Saturday, 07 March 2020 | Roop sen

Let them show the way

The way forward may be to take survivor leaders of human trafficking as partners in anti-trafficking policy-making and not to treat them as hapless victims

Twenty seven-year-old Nilofer is a single mother to one girl, a vegetable vendor and an activist. She became an activist in the course of survival, when a few years ago, she found herself ostracised by her family and community. She was being punished for having been a “corrupt woman” who eloped with her lover, got sold by him to a brothel in Pune and subsequently managed to escape after three failed attempts.

Far from finding respite, Nilofer found herself incarcerated in a shelter home for “rehabilitation” where she was told to learn bookbinding, tailoring, knitting and basic computer skills so that she could find a job after she went back home.

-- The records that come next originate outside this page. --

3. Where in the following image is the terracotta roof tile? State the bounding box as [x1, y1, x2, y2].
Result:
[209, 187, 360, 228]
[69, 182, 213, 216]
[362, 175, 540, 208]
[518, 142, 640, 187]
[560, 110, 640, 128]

When she returned home after non-governmental organisations (NGOs) and the shelter home set her free on the Government’s order, she found that her battle for rehabilitation had just begun. For her family, Nilofer was a source of endless shame and stigma and to make matters worse, her newly-acquired skills did not bring her any employment. While some Panchayat members and officers in public administration offices sympathised with her, others were apathetic or even stigmatising.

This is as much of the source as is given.